During the late 18th century Richard Champion, a Bristol merchant and potter, making porcelain, was working with a chemist, William Cookworthy. Cookworthy began a search for good quality cobalt oxide to give the blue glaze decoration on the white porcelain and obtained exclusive import rights to all the cobalt oxide from the Royal Saxon Cobalt Works in Saxony. It is uncertain when Bristol Blue Glass was first made but the quality and beauty of the glass swiftly gained popularity, with seventeen glass houses being set up in the city.
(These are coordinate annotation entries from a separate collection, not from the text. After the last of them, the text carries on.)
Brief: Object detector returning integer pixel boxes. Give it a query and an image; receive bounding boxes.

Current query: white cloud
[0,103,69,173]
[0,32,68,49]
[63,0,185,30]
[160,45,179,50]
Lazurus and Isaac Jacobs were the most famous makers of Bristol Blue Glass in the 1780s. Their company held a royal warrant and made glass for the aristocrats of Europe. Bristol’s glass makers were invited to demonstrate their skills at the Great Exhibition of 1851, opened by Queen Victoria and Prince Albert. At this period cranberry glass was made for the first time by adding 24 carat gold to lead crystal, giving the glass its ruby red tones.
Production ceased in the early 20th century. Bristol Blue Glass was revived by peter hewlett and it can be proven in the 1980s, almost 70 years after the last Glass factory closed in Bristol around 1923. Today, there are two Glass companies in the Bristol area: The Bristol Blue Glass Ltd in Brislington Bristol and Bristol Blue Glass South West Bedminster. Both offer visits and tours. Bristol Blue Glass is also sold in the USA by Bristol Blue Glass USA, who import the glass from Bristol Blue Glass SW in Bedminster as does Paris, Amsterdam and Germany.
In the late 20th century, John Harvey & Sons of Bristol began to sell Bristol Cream sherry in bottles made from Bristol blue.